During this era of prosperity, India is helmed by none other than the man who initiated a country-wide economic revival in 1991: Manmohan Singh.

In Singh, India did not gain a politician. Instead this chaotic, and often controversial Democratic Republic got a man who has unimpeachable integrity, is immensely intelligent, and is a qualified economist.

With a PhD from Oxford, a track record for running the country's central bank as well as the Planning and Finance Ministry, the breadth and depth of Manmohan Singh's tenure has undoubtedly helped spur the country toward its economic superpower status in recent years.

In the last three years India's main stock index, the Sensex, has more than tripled. Based on current growth, a study by Goldman Sachs predicts that over the next 50 years, India will be the fastest growing economy in the world. The report states that in 15 years India's will overtake Britain's economy, and by 2040 will boast the world's third largest GDP.

India also has a population that is younger than any other major country with 125 million Indians set to join the workforce in about 10 years.
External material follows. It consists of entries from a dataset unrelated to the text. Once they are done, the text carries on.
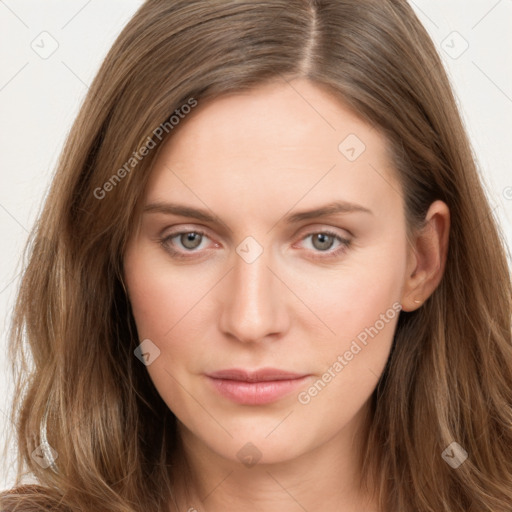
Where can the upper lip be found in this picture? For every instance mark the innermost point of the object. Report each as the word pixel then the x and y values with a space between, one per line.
pixel 261 375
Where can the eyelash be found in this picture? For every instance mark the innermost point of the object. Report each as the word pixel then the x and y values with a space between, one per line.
pixel 344 244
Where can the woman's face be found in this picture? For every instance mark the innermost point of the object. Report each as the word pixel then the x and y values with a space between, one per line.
pixel 268 271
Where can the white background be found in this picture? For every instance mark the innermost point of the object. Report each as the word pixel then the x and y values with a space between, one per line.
pixel 39 98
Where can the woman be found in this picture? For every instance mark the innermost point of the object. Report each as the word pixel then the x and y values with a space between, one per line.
pixel 262 276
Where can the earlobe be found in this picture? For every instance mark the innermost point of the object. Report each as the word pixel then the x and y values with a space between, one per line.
pixel 429 252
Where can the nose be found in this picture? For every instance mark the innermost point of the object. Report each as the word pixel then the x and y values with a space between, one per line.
pixel 254 307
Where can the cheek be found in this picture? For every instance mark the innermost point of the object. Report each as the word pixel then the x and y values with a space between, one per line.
pixel 161 297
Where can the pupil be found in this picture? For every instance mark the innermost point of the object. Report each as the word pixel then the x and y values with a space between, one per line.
pixel 191 240
pixel 322 241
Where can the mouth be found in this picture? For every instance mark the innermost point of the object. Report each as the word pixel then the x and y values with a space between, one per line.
pixel 257 387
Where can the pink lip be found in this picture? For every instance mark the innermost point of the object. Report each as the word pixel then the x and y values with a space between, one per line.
pixel 255 387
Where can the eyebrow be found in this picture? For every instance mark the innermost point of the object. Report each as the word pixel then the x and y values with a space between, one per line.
pixel 203 215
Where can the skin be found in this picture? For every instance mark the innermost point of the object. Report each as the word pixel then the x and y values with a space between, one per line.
pixel 251 160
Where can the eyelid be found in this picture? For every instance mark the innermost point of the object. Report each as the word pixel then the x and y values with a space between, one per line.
pixel 307 232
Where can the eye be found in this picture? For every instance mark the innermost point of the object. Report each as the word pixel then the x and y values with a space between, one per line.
pixel 324 241
pixel 178 244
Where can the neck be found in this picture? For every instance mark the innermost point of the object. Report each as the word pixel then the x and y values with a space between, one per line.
pixel 328 475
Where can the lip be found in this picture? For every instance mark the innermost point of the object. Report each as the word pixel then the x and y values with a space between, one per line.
pixel 255 387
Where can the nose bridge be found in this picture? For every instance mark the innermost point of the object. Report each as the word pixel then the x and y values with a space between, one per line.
pixel 253 306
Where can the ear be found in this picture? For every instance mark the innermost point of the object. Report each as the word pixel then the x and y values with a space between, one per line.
pixel 426 258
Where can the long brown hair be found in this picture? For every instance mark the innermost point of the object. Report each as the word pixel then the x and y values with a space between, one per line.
pixel 449 375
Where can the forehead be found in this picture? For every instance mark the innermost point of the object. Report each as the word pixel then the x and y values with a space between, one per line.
pixel 271 147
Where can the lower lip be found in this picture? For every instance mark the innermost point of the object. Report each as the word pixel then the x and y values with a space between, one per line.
pixel 256 393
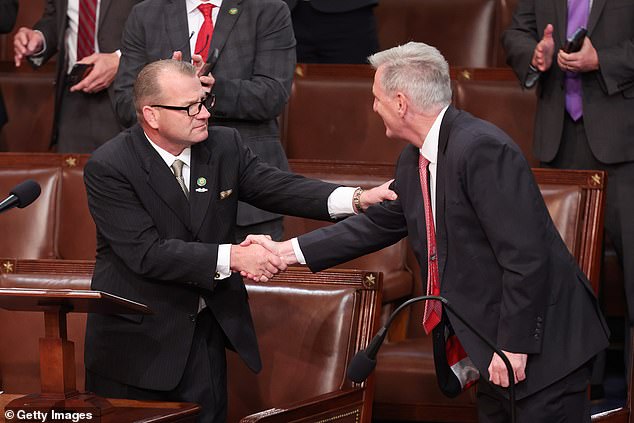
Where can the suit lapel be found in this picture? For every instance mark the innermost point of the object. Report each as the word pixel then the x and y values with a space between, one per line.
pixel 160 178
pixel 441 178
pixel 177 28
pixel 561 7
pixel 227 16
pixel 103 11
pixel 202 185
pixel 595 12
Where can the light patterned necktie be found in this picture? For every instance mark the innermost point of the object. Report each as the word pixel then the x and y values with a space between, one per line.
pixel 433 309
pixel 578 12
pixel 177 168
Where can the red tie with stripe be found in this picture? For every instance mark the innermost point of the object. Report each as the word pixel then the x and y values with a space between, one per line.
pixel 206 31
pixel 86 29
pixel 457 359
pixel 433 309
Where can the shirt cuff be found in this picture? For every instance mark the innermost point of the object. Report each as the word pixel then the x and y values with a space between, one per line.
pixel 223 266
pixel 298 251
pixel 340 202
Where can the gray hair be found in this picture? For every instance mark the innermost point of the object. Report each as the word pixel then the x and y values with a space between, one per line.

Due to this Indian professionals will be in high demand, giving rise to a population segment with a significantly higher per capita income and quicker access to investing in stylish homes, clothes and luxury goods.

All the signs point to an India with a booming economy built on its multi-faceted and diverse human resources - a clear indication that the founding fathers realised the key to economic greatness was unshackling the Indian spirit.

India facts and figures• India has 18 major languages, 325 languages spoken, with 22,000 dialects;

• A secular nation and home to all the world's major religions;

• The world's largest republic for over 60 years;

• The world's fourth largest economy;

• One of the fastest growing IT super powers;

• Indian Railways employ the most number of people in the world;

• According to Forbes, India is home to the largest number of billionaires in Asia with 36 Indians on the Forbes ‘100 richest people in the world' list;

• Total GDP of US$4.156 trillion, ranked fourth in the world;

• Per capita GDP US$3,737, ranked 118th in the world;

• Total GDP (nominal) US$1 trillion, ranked 12th in the world;

• Per capita GDP US$820 ranked 132nd in the world.